Furnari is now using laboratory techniques guided by Ludwig scientists in Oxford to study protein phosphorylation, and is sending cell samples to colleagues in Brussels who are experts at detecting a protein associated with cancer. He has also since sponsored cancer geneticist Érico Costa, from São Paulo, Brazil, in his lab. Even though Furnari focuses on glioblastoma and Costa on breast cancer, they are asking the same question: how do cancer cells communicate to foster growth and metastasis?

The Ludwig Institute typically sponsors one large meeting on a major topic such as cancer biology each year. In 2012, the large meeting focused on cancer stem cells, and took place at Stanford University in Palo Alto, California. The meeting was organized by Irving Weissman, a Ludwig researcher at Stanford. Weissman pioneered studies identifying rare, seemingly unobtrusive cells that can seed the growth of a tumor—now known as cancer stem cells. The meeting aimed to identify promising approaches to prevent stem cells from generating new tumors.

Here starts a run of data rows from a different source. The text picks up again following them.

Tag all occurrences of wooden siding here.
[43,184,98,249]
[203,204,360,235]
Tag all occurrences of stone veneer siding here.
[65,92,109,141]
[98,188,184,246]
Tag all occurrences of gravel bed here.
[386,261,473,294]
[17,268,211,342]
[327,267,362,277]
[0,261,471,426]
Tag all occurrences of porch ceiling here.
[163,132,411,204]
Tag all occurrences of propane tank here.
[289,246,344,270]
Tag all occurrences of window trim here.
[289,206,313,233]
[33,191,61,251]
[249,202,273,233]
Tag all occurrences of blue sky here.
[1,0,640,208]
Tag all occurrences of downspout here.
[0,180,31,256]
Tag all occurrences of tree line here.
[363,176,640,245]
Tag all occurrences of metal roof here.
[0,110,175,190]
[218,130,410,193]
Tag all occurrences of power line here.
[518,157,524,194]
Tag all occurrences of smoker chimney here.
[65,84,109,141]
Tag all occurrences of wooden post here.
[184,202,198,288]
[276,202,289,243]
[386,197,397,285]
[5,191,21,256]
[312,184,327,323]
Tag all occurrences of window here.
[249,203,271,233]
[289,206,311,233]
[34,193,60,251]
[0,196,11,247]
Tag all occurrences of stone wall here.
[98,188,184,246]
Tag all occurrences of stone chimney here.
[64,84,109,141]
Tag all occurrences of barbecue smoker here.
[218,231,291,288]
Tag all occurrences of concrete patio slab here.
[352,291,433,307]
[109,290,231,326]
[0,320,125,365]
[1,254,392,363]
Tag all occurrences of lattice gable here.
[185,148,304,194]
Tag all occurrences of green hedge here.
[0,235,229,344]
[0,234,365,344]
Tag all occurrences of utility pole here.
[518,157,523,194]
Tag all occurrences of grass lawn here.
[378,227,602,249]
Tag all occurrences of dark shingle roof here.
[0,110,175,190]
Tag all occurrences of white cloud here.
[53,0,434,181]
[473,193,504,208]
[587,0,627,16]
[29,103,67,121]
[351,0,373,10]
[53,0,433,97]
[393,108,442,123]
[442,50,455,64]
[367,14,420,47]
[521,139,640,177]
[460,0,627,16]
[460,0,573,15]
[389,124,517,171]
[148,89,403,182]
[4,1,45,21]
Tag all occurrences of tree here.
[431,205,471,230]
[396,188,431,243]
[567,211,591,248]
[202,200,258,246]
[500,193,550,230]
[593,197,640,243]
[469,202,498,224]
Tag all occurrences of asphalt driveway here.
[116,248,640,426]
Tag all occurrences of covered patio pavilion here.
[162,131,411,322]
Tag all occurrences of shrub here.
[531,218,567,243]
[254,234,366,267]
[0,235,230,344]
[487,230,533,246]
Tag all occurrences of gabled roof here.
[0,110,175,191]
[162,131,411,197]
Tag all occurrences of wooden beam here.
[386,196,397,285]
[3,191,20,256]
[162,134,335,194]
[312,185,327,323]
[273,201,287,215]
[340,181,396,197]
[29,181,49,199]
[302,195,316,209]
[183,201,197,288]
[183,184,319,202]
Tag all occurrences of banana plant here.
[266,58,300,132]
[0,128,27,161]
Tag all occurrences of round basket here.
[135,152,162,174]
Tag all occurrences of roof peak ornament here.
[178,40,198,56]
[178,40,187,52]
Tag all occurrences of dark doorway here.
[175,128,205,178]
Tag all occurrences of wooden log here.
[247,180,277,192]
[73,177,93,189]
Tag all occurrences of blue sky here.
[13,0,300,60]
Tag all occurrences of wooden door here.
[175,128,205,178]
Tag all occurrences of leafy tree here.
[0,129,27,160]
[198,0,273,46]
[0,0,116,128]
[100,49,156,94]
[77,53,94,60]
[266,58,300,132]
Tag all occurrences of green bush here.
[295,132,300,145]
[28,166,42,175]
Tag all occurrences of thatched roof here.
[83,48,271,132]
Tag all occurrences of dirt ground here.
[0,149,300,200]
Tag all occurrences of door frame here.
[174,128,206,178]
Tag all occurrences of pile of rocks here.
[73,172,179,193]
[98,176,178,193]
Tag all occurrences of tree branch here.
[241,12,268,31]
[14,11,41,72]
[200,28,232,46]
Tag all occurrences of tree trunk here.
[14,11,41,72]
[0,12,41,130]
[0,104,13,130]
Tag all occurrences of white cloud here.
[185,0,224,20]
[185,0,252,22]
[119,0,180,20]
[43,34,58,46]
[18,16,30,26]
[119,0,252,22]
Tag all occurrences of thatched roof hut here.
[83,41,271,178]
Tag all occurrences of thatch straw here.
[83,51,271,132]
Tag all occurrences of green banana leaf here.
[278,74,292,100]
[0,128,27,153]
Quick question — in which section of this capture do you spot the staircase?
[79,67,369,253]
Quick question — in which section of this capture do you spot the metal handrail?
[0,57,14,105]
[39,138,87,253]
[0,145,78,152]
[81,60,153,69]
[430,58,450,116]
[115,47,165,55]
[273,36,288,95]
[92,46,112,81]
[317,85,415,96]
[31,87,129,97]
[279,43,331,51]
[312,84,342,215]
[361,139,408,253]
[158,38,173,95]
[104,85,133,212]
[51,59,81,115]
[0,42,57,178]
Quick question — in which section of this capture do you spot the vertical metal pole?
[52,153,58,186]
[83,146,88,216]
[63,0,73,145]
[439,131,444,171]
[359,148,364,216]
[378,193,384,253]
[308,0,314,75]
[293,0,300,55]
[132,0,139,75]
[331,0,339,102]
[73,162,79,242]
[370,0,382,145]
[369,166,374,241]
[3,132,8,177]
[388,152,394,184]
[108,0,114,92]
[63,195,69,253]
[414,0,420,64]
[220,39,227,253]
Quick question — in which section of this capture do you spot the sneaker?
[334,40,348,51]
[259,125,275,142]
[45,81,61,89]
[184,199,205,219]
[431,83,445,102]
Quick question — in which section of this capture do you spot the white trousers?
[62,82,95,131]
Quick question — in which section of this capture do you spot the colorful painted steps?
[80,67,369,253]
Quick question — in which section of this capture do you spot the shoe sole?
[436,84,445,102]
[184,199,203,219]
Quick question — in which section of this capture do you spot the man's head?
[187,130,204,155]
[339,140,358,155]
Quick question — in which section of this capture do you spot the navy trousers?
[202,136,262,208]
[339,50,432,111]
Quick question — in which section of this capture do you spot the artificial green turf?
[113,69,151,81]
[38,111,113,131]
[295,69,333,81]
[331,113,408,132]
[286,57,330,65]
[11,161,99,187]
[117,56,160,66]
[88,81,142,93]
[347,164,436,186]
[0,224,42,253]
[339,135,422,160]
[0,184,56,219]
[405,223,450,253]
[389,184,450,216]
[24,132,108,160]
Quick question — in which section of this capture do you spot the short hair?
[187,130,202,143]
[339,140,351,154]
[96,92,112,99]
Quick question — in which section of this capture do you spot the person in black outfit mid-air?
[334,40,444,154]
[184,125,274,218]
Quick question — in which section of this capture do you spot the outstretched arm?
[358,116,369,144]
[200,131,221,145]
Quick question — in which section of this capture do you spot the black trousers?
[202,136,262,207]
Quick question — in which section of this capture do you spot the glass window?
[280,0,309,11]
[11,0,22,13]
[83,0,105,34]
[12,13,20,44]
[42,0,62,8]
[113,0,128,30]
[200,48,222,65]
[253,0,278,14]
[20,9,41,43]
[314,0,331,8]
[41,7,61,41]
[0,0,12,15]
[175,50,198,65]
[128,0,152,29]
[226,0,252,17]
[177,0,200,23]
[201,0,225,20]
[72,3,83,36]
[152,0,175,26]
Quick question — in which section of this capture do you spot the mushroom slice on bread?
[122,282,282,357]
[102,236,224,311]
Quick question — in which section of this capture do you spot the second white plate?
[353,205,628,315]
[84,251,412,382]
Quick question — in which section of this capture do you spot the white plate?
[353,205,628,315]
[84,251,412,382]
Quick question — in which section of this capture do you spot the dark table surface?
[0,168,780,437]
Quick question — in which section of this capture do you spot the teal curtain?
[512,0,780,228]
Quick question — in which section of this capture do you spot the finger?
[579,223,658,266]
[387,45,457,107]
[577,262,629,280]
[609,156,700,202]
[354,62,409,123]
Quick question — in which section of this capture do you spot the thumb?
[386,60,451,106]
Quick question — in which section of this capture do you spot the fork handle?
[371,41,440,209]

The Institute also regularly sponsors meetings that bring together researchers working on a particular type of cancer or a more defined area of science. Big ideas and projects can also emerge from these smaller meetings. At one such meeting, focused on colon cancer, a major Ludwig initiative was sparked in October 2010 between Bert Vogelstein, a Ludwig researcher at Johns Hopkins University in Baltimore, and a Ludwig clinical researcher, Peter Gibbs, in Melbourne, Australia. Their interactions led to a project that merges basic science and clinical expertise to identify new ways to detect cancer in its earliest stages. “There are not many meetings like that outside of Ludwig,” says Vogelstein. “Ludwig fosters a very personal kind of meeting, where we are encouraged to think big about how we can pool our expertise to do something adventurous that has not been done before.”

No boundaries

To foster interactions among its 700 researchers worldwide, the Ludwig Institute brought on Bob Strausberg in 2009 to oversee its collaborative sciences program.

Strausberg has a long history of setting up international collaborations. In the 1990s, he worked at the US National Institutes of Health to lead the sequencing technology development program for the Human Genome Project, an international endeavor that required close coordination of laboratories worldwide.

Setting up the meetings that help connect Ludwig scientists each year is just one part of Strausberg’s job. Last year he visited with researchers worldwide to find out what they do, what they are thinking about and with whom they might collaborate. His expertise is establishing, facilitating and leading projects with large scientific goals.

Strausberg also connects Ludwig scientists with outside researchers and institutions, and fosters collaborative scientific opportunities, so as to accelerate Ludwig’s research into early cancer detection and prevention.

“We are willing to put in resources to support collaboration,” says Strausberg. “We back up our researchers.”